It is known that the majority of manufacturing jobs mandate the physical existence of workers for operating machinery. Imagine these jobs being done remotely. Scientists at MIT’s Computer Science and Artificial Intelligence Laboratory (CSAIL) have developed a virtual-reality (VR) system enabling teleoperation of a robot by using an Oculus Rift headset.
VR system from Computer Science and Artificial Intelligence Laboratory could make it easier for factory workers to telecommute. CREDIT: Jason Dorfman, MIT CSAIL.
The system provides the user sitting in a VR control room with a number of sensor displays, thereby giving them an experience of being inside the head of the robot. The users can use gestures to coordinate their movements with that of the robot to carry out a number of functions.
A system like this could eventually help humans supervise robots from a distance. By teleoperating robots from home, blue-collar workers would be able to tele-commute and benefit from the IT revolution just as white-collars workers do now.
Jeffrey Lipton, Postdoctoral Associate and Lead Author of a related paper, CSAIL
The Scientists are also of the notion that this system can assist in employing the ever-increasing jobless video-gamers by “game-ifying” production positions.
The Researchers displayed how their VC control technique works with the Baxter humanoid robot from Rethink Robotics. However, they stated that the technique can be applied to other robot platforms and is also well-suited to the HTC Vive headset.
Lipton collaborated with Daniela Rus, CSAIL Director, and Aidan Fay, Researcher, to write the paper. The paper was presented by the Researchers was at the IEEE/RSJ International Conference on Intelligent Robots and Systems (IROS) in Vancouver this week.
How it works
Applying VR for teleoperation conventionally involves two principal techniques.
First is a “direct” model wherein the vision of the user is directly integrated with the state of the robot. When the systems are used, a delayed signal can cause headaches and nausea, thereby limiting the viewpoint of the user to just one aspect.
The other is the “cyber-physical” model in which the user is positioned seperate from the robot and interacts with a virtual version of the robot as well as the environment. This necessitates considerably more data and individualized spaces.
The system developed by the CSAIL team stands midway between the two techniques. It not only overcomes the delay problem because the user constantly receives visual feedback from the virtual sphere. It also overcomes the cyber-physical difficulty of being different from the robot—when a user wears the headset and accesses the system, their experience is that of being inside Baxter’s head.
The system simulates the “homunculus model of mind”, that is, the concept stating that there exists a small human inside our brains who regulates our actions, views the images observed by us and understands them on our behalf. Although this is a strange concept for humans, it fits fine for robots: there is a human (sitting in a control room) “inside” the robot, viewing through its eyes and regulating its actions.
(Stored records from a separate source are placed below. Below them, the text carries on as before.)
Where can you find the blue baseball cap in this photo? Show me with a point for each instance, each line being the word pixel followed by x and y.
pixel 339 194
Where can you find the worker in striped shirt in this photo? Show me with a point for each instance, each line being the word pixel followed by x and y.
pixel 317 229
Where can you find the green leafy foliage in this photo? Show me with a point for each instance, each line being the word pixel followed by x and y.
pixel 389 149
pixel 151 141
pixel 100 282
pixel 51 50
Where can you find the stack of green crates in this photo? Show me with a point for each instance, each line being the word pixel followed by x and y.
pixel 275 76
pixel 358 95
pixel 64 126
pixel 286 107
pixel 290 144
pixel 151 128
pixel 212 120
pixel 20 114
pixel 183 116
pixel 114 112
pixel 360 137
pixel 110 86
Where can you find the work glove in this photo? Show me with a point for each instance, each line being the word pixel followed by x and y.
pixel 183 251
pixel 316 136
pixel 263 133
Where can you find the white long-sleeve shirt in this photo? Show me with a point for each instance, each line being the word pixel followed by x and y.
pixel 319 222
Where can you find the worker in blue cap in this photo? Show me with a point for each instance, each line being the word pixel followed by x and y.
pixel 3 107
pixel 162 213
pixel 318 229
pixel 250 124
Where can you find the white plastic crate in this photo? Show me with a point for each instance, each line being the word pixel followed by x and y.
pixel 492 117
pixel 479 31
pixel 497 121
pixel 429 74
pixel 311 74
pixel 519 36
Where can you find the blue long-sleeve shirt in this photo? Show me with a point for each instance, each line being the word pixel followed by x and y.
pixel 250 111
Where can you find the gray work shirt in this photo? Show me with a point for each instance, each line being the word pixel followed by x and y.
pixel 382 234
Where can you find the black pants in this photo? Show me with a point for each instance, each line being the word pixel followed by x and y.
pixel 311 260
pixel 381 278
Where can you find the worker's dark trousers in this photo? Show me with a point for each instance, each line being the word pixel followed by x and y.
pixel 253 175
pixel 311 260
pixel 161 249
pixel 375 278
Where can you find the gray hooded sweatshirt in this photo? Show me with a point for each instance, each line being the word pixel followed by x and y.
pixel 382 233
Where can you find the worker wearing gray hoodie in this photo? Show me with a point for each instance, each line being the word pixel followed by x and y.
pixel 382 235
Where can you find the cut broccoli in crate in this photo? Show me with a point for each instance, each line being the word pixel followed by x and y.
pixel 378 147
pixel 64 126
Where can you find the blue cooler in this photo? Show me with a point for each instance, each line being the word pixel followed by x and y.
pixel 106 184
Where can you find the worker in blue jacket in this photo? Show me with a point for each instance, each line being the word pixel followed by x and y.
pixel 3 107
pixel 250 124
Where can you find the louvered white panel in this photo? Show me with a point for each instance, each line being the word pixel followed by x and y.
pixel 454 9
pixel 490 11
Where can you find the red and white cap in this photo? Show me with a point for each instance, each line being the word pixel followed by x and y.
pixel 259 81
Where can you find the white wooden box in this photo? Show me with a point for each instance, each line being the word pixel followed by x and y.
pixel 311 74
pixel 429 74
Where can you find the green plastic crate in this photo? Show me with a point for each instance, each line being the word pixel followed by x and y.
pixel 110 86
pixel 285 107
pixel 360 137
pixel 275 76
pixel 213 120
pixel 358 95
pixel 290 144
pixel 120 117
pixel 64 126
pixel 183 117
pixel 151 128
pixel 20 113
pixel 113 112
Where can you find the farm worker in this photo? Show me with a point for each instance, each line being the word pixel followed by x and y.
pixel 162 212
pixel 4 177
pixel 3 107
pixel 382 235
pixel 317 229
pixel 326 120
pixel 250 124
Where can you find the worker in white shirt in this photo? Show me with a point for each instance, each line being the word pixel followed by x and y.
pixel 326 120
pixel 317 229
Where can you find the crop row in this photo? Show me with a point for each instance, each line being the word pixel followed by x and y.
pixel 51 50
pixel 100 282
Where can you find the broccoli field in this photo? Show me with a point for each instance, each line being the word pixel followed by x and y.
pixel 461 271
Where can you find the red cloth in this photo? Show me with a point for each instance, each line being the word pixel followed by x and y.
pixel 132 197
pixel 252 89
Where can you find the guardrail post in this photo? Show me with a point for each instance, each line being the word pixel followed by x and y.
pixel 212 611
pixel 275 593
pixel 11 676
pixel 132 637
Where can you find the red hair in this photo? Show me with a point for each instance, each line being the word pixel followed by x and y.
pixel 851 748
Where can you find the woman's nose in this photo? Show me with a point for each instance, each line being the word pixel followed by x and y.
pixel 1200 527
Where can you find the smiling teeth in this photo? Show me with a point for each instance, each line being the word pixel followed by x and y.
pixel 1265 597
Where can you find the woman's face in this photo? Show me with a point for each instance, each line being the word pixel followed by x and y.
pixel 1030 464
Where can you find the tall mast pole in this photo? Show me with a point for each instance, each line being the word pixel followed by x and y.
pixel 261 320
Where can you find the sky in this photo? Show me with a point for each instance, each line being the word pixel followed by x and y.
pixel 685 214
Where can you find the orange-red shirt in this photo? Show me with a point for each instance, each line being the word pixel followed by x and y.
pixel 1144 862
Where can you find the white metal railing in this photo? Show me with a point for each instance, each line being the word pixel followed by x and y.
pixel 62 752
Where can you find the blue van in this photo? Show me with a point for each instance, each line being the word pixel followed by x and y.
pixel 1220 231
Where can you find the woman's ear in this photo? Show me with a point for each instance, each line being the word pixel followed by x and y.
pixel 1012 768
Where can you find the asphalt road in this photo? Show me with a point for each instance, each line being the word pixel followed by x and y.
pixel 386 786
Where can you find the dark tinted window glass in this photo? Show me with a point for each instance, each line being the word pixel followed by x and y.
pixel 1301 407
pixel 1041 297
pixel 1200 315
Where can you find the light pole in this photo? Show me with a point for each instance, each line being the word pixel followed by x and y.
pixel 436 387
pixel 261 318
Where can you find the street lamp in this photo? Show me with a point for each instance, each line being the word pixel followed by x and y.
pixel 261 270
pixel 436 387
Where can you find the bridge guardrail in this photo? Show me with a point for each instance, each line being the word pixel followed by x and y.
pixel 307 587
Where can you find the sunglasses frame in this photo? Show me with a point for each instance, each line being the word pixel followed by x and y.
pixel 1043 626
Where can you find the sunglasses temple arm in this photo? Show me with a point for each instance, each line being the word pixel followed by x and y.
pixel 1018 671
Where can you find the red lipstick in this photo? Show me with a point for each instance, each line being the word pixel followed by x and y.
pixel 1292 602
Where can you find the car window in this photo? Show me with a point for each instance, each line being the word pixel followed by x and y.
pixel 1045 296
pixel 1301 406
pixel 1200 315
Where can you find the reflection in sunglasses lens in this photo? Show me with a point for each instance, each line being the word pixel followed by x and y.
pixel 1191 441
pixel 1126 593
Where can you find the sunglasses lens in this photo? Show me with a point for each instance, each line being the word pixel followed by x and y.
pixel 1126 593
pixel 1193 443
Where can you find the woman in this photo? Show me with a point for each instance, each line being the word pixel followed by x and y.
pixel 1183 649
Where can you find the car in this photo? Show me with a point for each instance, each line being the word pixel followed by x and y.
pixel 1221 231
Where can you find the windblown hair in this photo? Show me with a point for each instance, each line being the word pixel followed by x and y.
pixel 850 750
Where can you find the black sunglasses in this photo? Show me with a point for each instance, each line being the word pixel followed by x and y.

The users can use Oculus’ controllers to interact with controls visible in the virtual space to close or open the hand grippers to grasp, transfer and recover items. The distance between the location marker of the arm and the user’s hand can be altered to plan movements by simultaneously observing the live display of the arm.
In order to carry out the movements, the space for the human is mapped onto the virtual space. Subsequently, the virtual space is mapped onto the robot space to impart a sense of co-location.
When compared with earlier systems that necessitate various resources, this system is highly flexible. Other systems may acquire 2D information from each of the cameras and construct a complete 3D model of the scenario. The data is then processed and redisplayed.
On the contrary, the process adopted by the CSAIL Researchers circumvents all the above procedures by acquiring the 2D images displayed to each eye. The remaining process is performed by the human brain by automatically deducing the 3D information.
In order to investigate the system, the Researchers initially teleoperated Baxter to perform simple tasks such as grasping screws or stapling wires. Then, they made the test users to teleoperate the robot to grasp and stack blocks.
The tasks were successfully finished by the users at a considerably higher rate than the “direct” model. Predictably, users who had prior gaming experience were able to easily use the system.
In comparison with ultra-modern systems, the system developed at CSAIL was superior in picking up objects 95% of the time and faster at performing tasks by 57%. The Researchers also demonstrated that the system can be used to control the robot from hundreds of miles afar. They confirmed this by operating the system by using the wireless network at a hotel in Washington, DC to control Baxter located at MIT.
This contribution represents a major milestone in the effort to connect the user with the robot’s space in an intuitive, natural, and effective manner.
Oussama Khatib, Professor, Computer Science, Stanford University
The ultimate goal of the Researchers is to render the system highly scalable by increasing the number of users and types of robots used and by making the system compatible with prevalent automation technologies.